Intransparentes Gesetzgebungsverfahren
Zur heute abschließenden Beratung des Jahressteuersteuergesetzes 2007 im Finanzausschuss des Bundestages erklärt Christine Scheel, finanzpolitische Sprecherin:
Das parlamentarische Verfahren zum Jahressteuergesetz 2007 ist durch eine Vielzahl hoch komplizierter Regelungen zu den unterschiedlichsten steuerrechtlichen Fragen sehr intransparent verlaufen: 231 Regelungen ändern 19 Gesetze und Verordnungen, 7 Ausschüsse waren beteiligt. Das Paragraphenwirrwarr im Gesetz selbst wurde nur noch getoppt von der großen Koalition, die kurzfristig einen ganzen Wust von Änderungsanträgen und wiederum geänderten Änderungsanträgen zur Abstimmung stellte.

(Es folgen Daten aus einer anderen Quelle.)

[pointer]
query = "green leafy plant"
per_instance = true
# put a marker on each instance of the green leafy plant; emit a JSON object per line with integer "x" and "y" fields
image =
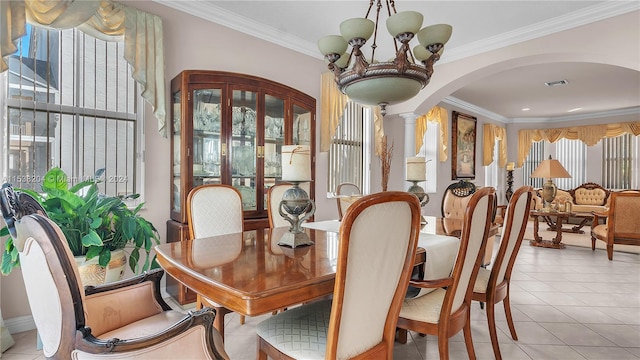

Das Jahressteuergesetz bietet keinerlei Ansatz zu einer grundlegenden Vereinfachung im Steuerrecht zu kommen. Im Gegenteil, es wird noch komplizierter: Verfehlte Steuerentscheidungen der großen Koalition werden hier weiter "verschlimmbessert" und akribisch ausgefeilt, wie etwa die Herausnahme der Fahrtkosten zur Arbeit aus den Werbungskosten und die hoch komplizierte Entlastung von Gewinneinkünften von der Reichensteuer.
Im Paragraphendschungel des Jahressteuergesetzes sind verschiedene hochproblematische Regelungen mit weit reichenden Auswirkungen für die Steuerpflichtigen versteckt:
- So hebelt die große Koalition in zahlreichen Fällen die Rechtssprechung des Bundesfinanzhofes rückwirkend wieder aus und zwar zu Lasten der Steuerpflichtigen. Für Bürger und Unternehmen wird das Recht unsicher und streitanfällig, ein verlässlicher und planbarer Entscheidungsrahmen fehlt.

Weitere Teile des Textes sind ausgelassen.